- [ ]
park_extra_magic_morning = c(rep(1, 5000), rep(0, 5000)) -> rep(1:0, each = 5000) is shorter and clearer. rep(0:1, length.out = 10000 is perhaps safer (but the order of the 0s and 1s will be different.
- [ ] I would re-order the workflow in 13.3. 1) Refine the question; 2) Wrangle the data (since it comes first in the workflow, and so you can use the wrangled data to test subsequent steps along the way, not just at the very end); 3) simulate population for left-most variables; 4) simulate process (perhaps with a better/less vague name); 5) compute stats.
- [ ] Should
pivot_longer( names_to = "term", values_to = "estimate", cols = everything() go inside compute_stats()?
- [ ] In
fit_models() from 13.3, fit_wait_minutes_posted is never needed or used since we set the values of that variable based on our contrast.
- [ ] It would perhaps be good to add a bootstrap confidence interval at the end of 13.3.
- [ ] The modular functions that return lists of models; data + contrast; etc. seem a little heavy and unnatural. Seems like it might be nicer if the functions returned more natural things (like a simple data frame).
sim_population() could produce a data frame from simulation parameters, and calculate_stats() could produce a tidy model data frame from a data set. In any case, I would remove the pluck() from compute_stats().
- [ ] in
compute_stats(), exposure_val and control_val are never used and values of 30 and 60 are hard coded into the names of the returned object.
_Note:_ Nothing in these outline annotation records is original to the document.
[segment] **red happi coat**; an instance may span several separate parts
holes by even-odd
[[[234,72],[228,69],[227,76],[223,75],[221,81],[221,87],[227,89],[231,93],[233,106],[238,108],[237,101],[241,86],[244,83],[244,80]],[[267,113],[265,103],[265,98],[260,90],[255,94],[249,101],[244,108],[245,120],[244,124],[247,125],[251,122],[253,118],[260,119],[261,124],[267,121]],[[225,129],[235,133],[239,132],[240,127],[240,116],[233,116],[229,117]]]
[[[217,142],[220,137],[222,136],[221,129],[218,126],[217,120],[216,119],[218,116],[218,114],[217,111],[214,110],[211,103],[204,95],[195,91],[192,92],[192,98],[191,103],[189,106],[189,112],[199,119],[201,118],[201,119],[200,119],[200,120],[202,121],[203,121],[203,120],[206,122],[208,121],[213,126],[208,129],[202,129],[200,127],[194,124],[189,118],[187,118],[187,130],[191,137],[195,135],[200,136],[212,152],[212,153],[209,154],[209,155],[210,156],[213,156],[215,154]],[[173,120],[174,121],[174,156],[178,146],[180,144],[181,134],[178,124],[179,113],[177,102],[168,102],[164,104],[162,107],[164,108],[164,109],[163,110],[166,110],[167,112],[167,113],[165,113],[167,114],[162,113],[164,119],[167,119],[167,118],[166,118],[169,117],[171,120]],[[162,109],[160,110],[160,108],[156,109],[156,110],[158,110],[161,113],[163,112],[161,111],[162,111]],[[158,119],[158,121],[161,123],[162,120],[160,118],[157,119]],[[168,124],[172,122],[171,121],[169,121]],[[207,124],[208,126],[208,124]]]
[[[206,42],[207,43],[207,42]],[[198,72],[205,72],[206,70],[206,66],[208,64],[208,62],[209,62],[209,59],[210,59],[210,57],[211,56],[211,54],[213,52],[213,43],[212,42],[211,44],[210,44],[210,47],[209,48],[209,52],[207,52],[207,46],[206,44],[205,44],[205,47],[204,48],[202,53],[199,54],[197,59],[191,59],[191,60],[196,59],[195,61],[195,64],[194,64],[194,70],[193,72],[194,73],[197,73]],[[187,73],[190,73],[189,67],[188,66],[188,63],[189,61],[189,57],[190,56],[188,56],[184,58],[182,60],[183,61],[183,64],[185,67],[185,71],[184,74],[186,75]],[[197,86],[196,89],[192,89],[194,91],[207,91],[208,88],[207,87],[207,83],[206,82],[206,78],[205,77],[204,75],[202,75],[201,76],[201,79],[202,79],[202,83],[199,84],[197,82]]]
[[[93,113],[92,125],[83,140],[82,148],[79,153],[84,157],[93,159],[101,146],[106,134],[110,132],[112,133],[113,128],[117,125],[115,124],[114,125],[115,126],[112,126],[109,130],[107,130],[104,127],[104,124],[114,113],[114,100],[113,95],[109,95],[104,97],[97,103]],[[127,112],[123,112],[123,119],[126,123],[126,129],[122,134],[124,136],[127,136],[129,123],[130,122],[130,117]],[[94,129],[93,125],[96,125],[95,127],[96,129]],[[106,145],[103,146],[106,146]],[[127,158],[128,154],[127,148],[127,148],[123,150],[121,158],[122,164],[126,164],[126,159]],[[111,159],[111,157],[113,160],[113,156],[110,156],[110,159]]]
I'd suggest something like the code below. (Alternatively, one could use lm() |> tidy().)
# sim_obj is a list created by our simulate_process() function
compute_stats <- function(sim_obj) {
sim_obj |> pluck("df_outcome") |> # pluck() can be avoided if the input is a data frame
group_by(wait_minutes_posted_avg) |>
summarize(avg_wait_actual = mean(wait_minutes_actual_avg)) |>
pivot_wider(
names_from = wait_minutes_posted_avg,
values_from = avg_wait_actual,
names_prefix = "X_"
) |>
mutate(effect = diff(c_across(1:2)))
}